Sarrazin summarises the Commentariat creed as he has experienced it in Germany:
Here is the list of political correctness in Germany. I think it describes the truth, but it takes some irony or humour to fully appreciate the list. The problem lies not in any single item on this list but in their combination and rigid application to political thinking:We could add to the creed. The Commentariat believes that religious people are feeble minded, credulous, anti-rational fools. It believes that state actions are always morally superior and efficacious than private actions. It believes in principle that the state is omni-competent; when the state is ineffective it is due only to resource constraints such as technological limitations or a lack of money. These can (and must) be overcome.
1. Inequality is bad, equality is good.
2. Secondary virtues like industriousness, precision and punctuality are of no particular value.

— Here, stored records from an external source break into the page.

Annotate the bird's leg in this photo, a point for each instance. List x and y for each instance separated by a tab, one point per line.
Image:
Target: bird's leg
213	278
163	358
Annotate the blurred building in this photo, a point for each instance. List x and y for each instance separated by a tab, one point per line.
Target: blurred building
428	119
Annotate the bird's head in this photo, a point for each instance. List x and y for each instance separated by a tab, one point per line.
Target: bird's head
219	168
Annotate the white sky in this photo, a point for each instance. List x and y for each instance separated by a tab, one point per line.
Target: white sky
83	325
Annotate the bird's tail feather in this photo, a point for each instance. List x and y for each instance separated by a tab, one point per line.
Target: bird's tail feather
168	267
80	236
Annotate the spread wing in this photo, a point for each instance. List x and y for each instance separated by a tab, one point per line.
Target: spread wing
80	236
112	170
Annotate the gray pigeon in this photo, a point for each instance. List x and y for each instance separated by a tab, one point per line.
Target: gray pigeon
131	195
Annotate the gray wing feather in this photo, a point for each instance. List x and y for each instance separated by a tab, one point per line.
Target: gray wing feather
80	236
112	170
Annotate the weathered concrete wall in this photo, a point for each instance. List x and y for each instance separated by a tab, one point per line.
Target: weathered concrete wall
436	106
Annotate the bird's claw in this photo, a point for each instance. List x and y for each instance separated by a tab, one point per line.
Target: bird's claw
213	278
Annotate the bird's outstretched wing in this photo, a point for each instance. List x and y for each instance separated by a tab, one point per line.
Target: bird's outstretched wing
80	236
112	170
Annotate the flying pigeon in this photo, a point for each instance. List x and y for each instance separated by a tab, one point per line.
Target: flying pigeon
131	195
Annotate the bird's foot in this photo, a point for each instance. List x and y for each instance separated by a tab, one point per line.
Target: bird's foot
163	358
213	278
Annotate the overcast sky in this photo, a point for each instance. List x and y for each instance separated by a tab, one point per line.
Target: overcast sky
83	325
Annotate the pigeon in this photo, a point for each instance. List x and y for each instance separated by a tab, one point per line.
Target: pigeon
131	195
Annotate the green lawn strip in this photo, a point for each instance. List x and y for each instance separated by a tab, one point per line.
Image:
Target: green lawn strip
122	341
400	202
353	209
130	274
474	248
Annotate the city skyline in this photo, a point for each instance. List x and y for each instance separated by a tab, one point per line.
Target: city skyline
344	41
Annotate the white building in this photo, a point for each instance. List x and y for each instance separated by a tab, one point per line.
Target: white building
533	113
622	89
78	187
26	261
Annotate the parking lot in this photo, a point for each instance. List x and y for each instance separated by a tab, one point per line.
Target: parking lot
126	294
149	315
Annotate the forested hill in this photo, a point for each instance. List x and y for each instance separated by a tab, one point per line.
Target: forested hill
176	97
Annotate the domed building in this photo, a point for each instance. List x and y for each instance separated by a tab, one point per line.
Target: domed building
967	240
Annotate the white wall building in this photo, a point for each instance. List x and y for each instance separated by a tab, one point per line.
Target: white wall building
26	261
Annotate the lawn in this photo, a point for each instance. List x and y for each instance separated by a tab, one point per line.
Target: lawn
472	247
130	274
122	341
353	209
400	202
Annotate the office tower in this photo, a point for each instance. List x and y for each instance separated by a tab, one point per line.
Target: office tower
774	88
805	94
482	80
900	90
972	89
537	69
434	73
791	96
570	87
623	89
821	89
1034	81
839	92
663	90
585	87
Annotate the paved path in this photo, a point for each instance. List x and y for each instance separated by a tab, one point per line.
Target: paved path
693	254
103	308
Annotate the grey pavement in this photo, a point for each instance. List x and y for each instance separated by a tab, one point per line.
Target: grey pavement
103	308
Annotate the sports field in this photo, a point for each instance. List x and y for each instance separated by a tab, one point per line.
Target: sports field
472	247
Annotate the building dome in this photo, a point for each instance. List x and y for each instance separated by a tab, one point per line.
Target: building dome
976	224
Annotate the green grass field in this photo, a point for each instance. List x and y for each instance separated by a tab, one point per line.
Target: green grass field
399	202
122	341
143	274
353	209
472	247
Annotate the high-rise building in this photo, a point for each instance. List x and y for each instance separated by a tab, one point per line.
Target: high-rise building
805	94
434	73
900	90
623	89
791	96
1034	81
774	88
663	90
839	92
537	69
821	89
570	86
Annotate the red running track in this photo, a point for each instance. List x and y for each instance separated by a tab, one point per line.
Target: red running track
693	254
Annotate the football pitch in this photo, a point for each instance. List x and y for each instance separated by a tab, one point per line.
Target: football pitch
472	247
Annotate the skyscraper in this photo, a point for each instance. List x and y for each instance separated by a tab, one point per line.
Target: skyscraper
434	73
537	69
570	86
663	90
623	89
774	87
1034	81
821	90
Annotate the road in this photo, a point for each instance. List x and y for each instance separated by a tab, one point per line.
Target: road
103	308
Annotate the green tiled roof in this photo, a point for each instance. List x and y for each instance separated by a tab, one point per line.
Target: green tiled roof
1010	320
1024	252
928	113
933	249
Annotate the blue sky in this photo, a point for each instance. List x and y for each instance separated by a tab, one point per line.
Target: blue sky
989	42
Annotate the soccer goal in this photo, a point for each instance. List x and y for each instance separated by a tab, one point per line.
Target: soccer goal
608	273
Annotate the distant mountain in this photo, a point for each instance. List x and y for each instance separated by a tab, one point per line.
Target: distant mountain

Competition is morally questionable (except in sports) because it promotes inequality.
3. The rich should feel guilty. Exception: Rich people who have earned their money as athletes or pop stars.
4. Different conditions of life have nothing to do with people’s choices but with the circumstances they are in.
5. All cultures are of equal rank and value. Especially, the values and ways of life of the Christian occident and Western industrialised nations should not enjoy any preference. Those who think differently are provincial and xenophobic.
6. Islam is a religion of peace. Those who see any problems with immigration from Islamic countries are guilty of Islamophobia. This is nearly as bad as anti-Semitism.
7. Western industrialised nations carry the main responsibility for poverty and backwardness in other parts of the world.
8. Men and women have no natural differences, except for the physical signs of their sex.
9. Human abilities depend mainly on training and education; inherited differences hardly play any role.
10. There are no differences between peoples and races, except for their physical appearance.
11. The nation-state is an outdated model. National identities and peculiarities have no particular value. The national element as such is rather bad; it is at any rate not worth preserving. The future belongs to the global society.
12. All people in the world not only have equal rights, they are in fact equal. They should at least all be eligible for the benefits of the German welfare state.
13. Children are an entirely private affair. Immigration takes care of the labour market and of any other demographic problems.
That’s the list. In this condensed form, it sounds like a joke. But it’s not a joke. These are the hidden axioms of political correctness in Germany (and probably elsewhere) as I see them.
Every item on the list has a high emotional value for those who believe in it. The core of the problem is that partly moral and partly ideological attitudes are taken at face value and mixed with reality.
The Commentariat believes that the God revealed in Scriptures of the Old and New Testament does not exist. It believes that evolution is infallibly true. And so forth.
Contradict or argue against any of these statements of faith and you have become politically incorrect. It is only a matter of time before the Commentariat calls for "re-education camps" for the truculent and the stubborn.
God is a jealous God. It is far more only a matter of time before the house of the Commentariat is left to it desolate.